Painkiller (2025) segna il ritorno attesissimo di uno dei nomi più iconici degli sparatutto in prima persona. Sviluppato da Anshar Studios e pubblicato da 3D Realms, questo nuovo capitolo punta a resuscitare l’energia grezza e implacabile che ha reso l’originale Painkiller (2004) un cult tra gli appassionati degli FPS old-school.
Il gioco è stato rilasciato il 21 Ottobre 2025 su PC Windows tramite Steam (certificazione Giocabile su Steam Deck), PS5 e Xbox. Sono presenti i sottotitoli in lingua italiana. Abbiamo ricevuto una chiave di attivazione per la versione PC da parte del publisher, che abbiamo utilizzato per questa nostra analisi.
Anche questo Painkiller rientra di diritto nella categoria degli FPS vecchio stampo, il genere che alcuni oggi chiamano boomer shooter. Cercando di mantenere uno dei tratti distintivi del franchise, anche questo capitolo ci mette di fronte arene a ondate colme di demoni grotteschi, esplosioni e armamentario sopra le righe.
La storia resta secondaria rispetto al massacro, e anche qui la formula non cambia. Torniamo a impersonare Daniel Garner, bloccato tra Paradiso e Inferno dopo un tragico incidente, costretto a falciare orde di demoni in cerca di redenzione. La struttura narrativa è essenziale ma sufficiente a spingere l’azione. Il tono rimane cupo e biblico senza prendersi troppo sul serio, come da tradizione.
Il gameplay punta ancora su velocità di movimento, armi pesanti e ondate di nemici in arene gotiche come cattedrali, cimiteri, castelli in rovina. Sulla carta, è Painkiller. In pratica, molti elementi cardine non convincono. L’arsenale è discreto ma meno “iconico” del previsto: alcune armi non ripropongono il fuoco alternativo classico, e il nuovo stile non mi ha particolarmente convinto. È come se l’impatto generale risultasse meno creativo rispetto a quanto visto in passato, come se ci fosse stata meno fantasia durante la fase del design.

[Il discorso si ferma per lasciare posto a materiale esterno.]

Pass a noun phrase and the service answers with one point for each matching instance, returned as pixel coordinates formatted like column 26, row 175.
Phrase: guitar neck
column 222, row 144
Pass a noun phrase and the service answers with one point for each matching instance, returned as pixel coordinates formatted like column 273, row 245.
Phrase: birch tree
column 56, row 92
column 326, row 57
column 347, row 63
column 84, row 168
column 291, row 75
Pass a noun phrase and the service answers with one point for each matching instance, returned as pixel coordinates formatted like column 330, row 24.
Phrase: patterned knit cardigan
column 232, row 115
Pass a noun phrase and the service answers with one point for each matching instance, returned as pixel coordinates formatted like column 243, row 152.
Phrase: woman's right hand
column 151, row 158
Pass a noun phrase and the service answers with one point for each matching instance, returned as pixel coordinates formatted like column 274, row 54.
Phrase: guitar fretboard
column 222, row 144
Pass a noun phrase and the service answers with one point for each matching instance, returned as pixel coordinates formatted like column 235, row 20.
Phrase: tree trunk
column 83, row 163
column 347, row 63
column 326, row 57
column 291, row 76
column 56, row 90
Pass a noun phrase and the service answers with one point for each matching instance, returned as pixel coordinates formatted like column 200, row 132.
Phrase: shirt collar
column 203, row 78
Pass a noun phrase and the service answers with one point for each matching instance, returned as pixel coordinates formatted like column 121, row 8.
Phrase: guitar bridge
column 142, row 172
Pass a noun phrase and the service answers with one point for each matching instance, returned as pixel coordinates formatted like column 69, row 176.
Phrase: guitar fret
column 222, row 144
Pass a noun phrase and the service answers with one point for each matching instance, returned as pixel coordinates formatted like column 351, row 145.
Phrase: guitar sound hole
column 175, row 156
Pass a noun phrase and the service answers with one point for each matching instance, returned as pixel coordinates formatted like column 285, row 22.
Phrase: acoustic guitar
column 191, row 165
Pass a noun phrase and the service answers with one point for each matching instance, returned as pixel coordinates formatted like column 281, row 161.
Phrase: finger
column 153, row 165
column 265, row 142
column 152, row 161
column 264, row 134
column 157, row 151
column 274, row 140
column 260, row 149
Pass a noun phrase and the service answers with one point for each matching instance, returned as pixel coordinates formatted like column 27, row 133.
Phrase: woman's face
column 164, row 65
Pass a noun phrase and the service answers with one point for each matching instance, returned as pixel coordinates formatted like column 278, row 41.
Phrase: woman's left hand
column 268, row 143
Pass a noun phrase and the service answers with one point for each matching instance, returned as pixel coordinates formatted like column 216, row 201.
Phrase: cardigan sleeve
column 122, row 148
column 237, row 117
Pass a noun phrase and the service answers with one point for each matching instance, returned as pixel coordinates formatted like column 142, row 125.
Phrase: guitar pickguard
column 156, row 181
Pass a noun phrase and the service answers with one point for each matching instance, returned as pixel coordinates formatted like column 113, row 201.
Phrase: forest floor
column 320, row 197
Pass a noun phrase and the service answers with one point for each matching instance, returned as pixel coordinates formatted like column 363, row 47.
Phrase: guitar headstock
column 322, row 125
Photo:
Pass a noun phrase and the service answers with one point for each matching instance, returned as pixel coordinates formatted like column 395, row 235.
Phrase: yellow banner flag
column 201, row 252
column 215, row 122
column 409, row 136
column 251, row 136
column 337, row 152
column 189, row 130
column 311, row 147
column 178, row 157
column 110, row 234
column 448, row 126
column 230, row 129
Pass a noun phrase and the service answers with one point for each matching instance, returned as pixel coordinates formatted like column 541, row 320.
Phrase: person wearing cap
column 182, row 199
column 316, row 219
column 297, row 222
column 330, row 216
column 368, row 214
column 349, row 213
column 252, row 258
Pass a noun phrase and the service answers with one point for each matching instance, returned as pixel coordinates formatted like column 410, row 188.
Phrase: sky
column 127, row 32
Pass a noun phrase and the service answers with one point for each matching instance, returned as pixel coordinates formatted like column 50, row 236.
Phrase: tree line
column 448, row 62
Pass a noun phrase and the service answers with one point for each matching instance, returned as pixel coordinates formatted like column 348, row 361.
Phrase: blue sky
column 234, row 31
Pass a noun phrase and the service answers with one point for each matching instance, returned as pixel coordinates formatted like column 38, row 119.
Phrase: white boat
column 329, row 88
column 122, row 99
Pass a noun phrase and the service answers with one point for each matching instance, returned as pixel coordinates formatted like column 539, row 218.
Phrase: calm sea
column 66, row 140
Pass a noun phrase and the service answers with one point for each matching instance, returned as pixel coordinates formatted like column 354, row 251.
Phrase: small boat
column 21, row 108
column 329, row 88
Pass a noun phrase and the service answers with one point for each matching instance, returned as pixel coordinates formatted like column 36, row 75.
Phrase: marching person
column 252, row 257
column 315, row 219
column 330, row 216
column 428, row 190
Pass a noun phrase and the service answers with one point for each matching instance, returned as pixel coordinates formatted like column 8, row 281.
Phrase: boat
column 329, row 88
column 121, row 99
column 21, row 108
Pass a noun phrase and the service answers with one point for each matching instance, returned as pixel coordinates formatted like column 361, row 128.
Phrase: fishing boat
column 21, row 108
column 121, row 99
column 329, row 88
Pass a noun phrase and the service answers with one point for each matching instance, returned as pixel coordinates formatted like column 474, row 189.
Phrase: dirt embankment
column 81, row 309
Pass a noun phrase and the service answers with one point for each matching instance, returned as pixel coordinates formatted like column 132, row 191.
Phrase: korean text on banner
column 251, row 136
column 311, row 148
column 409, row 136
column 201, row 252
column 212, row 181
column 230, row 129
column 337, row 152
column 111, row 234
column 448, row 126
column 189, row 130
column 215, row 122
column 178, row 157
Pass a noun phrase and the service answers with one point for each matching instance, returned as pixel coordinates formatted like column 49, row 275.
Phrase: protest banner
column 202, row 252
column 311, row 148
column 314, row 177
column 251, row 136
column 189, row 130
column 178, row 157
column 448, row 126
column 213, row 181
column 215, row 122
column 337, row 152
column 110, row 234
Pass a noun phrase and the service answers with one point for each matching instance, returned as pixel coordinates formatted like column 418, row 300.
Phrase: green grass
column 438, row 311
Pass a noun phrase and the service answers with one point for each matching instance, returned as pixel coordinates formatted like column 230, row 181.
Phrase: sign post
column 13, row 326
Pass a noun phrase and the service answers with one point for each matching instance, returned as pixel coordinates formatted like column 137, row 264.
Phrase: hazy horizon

Il movimento resta rapido (bunny-hop, strafe, schivate), ma il ritmo dei combattimenti tende a uniformarsi presto. La varietà dei nemici c’è, con cavalieri posseduti, preti corrotti e boss demoniaci, però i pattern risultano prevedibili e raramente sorprendono. Ne esce un loop che funziona per qualche ora, poi inizia a dare segni di stanchezza. La sensazione è stata di “già visto”, non necessariamente all’interno di questo franchise, ma in tanti altri FPS giocati negli anni. Non c’è insomma quella vena caratteristica e peculiare dei Painkiller, ma anzi ci si ritrova davanti ad un prodotto che appare fin troppo generico.
E credo che proprio questo sia il problema più grande di questo Painkiller 2025: non ha un’identità chiara e riconoscibile, nulla che mi porti a dire “questo è Painkiller”. Quando id Software ha voluto operare un reboot di Doom, è riuscita a mantenere lo stile, la velocità e la crudezza dei giochi originali. Qui invece manca un punto di contatto con il proprio nome illustre.
Al posto di una campagna single-player coesa, il gioco spinge forte sulla cooperativa a squadre e, se si gioca da soli, inserisce bot. Perché? La progressione e il bilanciamento sembrano pensati prima per il co-op e solo dopo per il single, con missioni strutturate in obiettivi ripetuti (ripulisci l’area, attiva il punto, porta l’oggetto) che faticano a reggere nel lungo periodo. Chi cercava l’esperienza “arena arcade” pura e solitaria si trova spesso in un ibrido che ricorda più un raid leggero che un boomer shooter classico. Il risultato è un tradimento alle aspettative dei fan di vecchia data.

Sul fronte contenuti, il pacchetto iniziale appare magro: poche mappe realmente memorabili, obiettivi simili tra loro, boss fight scenografiche ma non sempre appaganti sul piano meccanico. La rigiocabilità esiste, ma poggia soprattutto sulla ripetizione di attività note più che su varianti sostanziali o nuove regole. L’IA alterna aggressività a inerzia, con situazioni in cui i bot alleati interferiscono con il ritmo dell’azione o “sporcano” l’esperienza in solitaria, il che significa buttare ulteriore benzina sul fuoco, dato che da un Painkiller mi sarei aspettato in primis una gloriosa esperienza in singolo. Non metto in dubbio che sia un design che può funzionare in compagnia, ma non offre una vera alternativa al giocatore che preferisce andare in solitaria. Fondamentalmente parliamo quindi di un target diverso rispetto a quello dei capitoli precedenti.
Tecnicamente, su PC l’impatto visivo è buono: illuminazione, particellari e animazioni delle armi sono moderni e l’estetica gotica fa la sua parte. Detto questo, emergono difetti ricorrenti: pop-in di texture, qualche bug d’illuminazione, musica ed effetti sonori che si accavallano nei momenti più caotici e picchi di stuttering in scenari affollati.
Su Steam Deck il titolo è giocabile con settaggi bassi, ma il framerate può oscillare sensibilmente nelle arene più dense e la frenesia del gunplay. È gioco che rende molto di più su uno schermo di grandi dimensioni.
La colonna sonora metal spinge l’adrenalina e il colpo d’occhio delle ambientazioni resta efficace, ma da sola non basta a mascherare i limiti strutturali. Il level design alterna scorci d’impatto a layout che danno un senso di déjà-vu, mentre l’assenza (o la semplificazione) di alcune meccaniche storiche toglie carattere.
Sconsigliato
In sintesi, questo Painkiller (2025) prova a riaccendere una fiamma, ma lo fa con un’impostazione cooperativa e contenuti che non reggono il confronto con l’immaginario della serie. Per chi gioca con amici e vuole un shooter arcade immediato, qualche serata di divertimento la porta a casa. Per chi sperava nel discendente diretto del classico l’impatto è deludente: questo non è un gioco pensato per i fan del franchise. Rimangono atmosfera, ritmo discreto e una base tecnica potenzialmente migliorabile con patch e aggiornamenti, ma allo stato attuale il giudizio tende al negativo: rumoroso e aggressivo, sì; memorabile proprio no.